There would be no kids at the school today. It was Election Day. All the better, Caroline thought. Adults don’t leave smashed packages of ketchup on the floor.

At 3:30 p.m., just as Caroline was finishing up for the day, she went into the gymnasium where people were voting. She had to get into the storage closet next to the boys’ locker room where they kept the extra jugs of antibacterial soap.

A line of voters snaked around the table where people were waiting to show the election workers their identification.

“Are you in line?” one woman asked Caroline.

“No,” she said. “I’m just a custodian. I’m just trying to get through here so I can get to the closet over there.”

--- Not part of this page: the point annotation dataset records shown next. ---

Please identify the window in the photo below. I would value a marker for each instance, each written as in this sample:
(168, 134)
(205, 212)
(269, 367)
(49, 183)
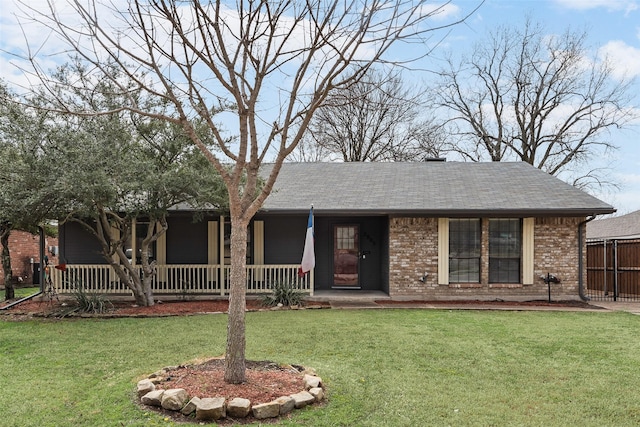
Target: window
(227, 242)
(505, 250)
(464, 250)
(140, 232)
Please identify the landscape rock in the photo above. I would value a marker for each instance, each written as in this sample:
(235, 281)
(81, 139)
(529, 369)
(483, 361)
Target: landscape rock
(311, 381)
(238, 407)
(174, 399)
(190, 407)
(303, 399)
(287, 404)
(266, 410)
(318, 393)
(210, 408)
(153, 398)
(145, 386)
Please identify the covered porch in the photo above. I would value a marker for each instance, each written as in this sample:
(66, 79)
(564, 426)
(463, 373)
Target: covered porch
(180, 280)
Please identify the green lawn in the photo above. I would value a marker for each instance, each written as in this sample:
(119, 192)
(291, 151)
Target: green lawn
(382, 367)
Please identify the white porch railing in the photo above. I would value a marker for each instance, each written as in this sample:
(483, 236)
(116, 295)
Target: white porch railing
(180, 280)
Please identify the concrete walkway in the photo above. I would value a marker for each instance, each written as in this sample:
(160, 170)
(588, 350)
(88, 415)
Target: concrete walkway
(376, 300)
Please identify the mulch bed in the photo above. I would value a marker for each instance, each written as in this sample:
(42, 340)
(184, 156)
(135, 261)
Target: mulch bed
(497, 303)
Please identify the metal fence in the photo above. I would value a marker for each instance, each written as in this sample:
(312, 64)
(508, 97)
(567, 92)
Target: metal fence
(613, 270)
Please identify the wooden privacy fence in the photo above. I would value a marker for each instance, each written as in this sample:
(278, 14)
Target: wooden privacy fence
(613, 269)
(180, 280)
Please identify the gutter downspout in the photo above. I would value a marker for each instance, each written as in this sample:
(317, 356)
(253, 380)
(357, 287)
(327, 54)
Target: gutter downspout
(41, 248)
(581, 226)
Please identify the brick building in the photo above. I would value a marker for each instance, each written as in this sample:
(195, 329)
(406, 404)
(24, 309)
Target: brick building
(432, 230)
(24, 248)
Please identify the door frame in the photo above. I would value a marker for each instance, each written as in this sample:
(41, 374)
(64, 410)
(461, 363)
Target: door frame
(358, 227)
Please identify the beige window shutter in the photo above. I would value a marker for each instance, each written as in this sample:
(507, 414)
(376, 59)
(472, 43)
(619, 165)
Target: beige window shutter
(115, 232)
(528, 246)
(443, 251)
(212, 242)
(161, 247)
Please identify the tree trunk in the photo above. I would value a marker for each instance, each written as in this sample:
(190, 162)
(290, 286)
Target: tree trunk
(235, 366)
(9, 292)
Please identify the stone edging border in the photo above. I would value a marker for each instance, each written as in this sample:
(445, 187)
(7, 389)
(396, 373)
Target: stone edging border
(217, 408)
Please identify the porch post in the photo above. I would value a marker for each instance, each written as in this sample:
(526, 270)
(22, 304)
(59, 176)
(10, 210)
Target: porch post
(312, 274)
(221, 255)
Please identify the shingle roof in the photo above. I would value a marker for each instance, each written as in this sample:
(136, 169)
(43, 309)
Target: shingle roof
(429, 188)
(621, 227)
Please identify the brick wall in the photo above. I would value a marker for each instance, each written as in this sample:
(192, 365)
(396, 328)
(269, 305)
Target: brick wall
(413, 250)
(23, 247)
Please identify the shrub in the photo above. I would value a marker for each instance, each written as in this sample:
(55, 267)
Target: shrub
(283, 293)
(88, 302)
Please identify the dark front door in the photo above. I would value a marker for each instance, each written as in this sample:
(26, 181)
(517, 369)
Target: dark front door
(346, 256)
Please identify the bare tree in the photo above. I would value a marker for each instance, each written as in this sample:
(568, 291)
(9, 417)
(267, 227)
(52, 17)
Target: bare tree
(377, 118)
(267, 65)
(526, 95)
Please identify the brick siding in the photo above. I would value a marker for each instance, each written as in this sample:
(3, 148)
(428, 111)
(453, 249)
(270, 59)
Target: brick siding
(413, 250)
(23, 248)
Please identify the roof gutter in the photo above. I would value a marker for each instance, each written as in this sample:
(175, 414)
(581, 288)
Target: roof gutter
(581, 227)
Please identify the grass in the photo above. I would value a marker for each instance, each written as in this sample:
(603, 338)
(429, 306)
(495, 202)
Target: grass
(382, 367)
(21, 292)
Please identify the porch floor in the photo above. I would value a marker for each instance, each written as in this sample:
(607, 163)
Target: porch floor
(340, 297)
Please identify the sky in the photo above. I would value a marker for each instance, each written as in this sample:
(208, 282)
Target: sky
(613, 27)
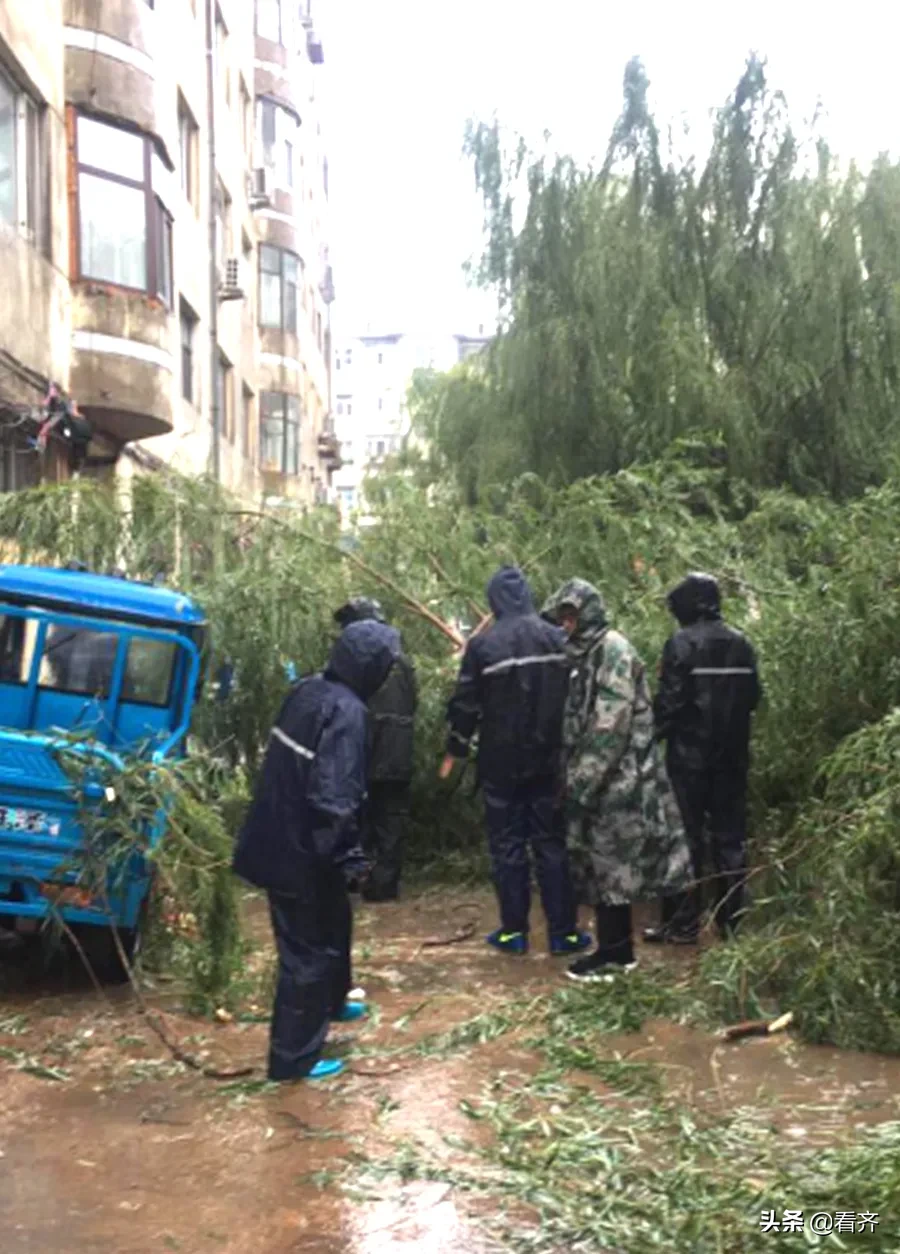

Just a custodian. The more she said it, the more she liked it. When she worked as Judy’s campaign manager, she had always hesitated about telling people what she did for a living. Telling someone you were a school custodian may have ended the conversation just as abruptly, but not for the same reasons.

The sun shone through the trees as Caroline left the school. The leaves were still clinging this year, unlike last year, when the branches were bare on Election Day.

Caroline really hoped Judy won the race, but she wasn’t going to stay up late to find out. As she started the car and headed toward Little Lives Learning Center, Caroline thought about how she loved arriving home to a clean house. She had used her raise to hire a housekeeper.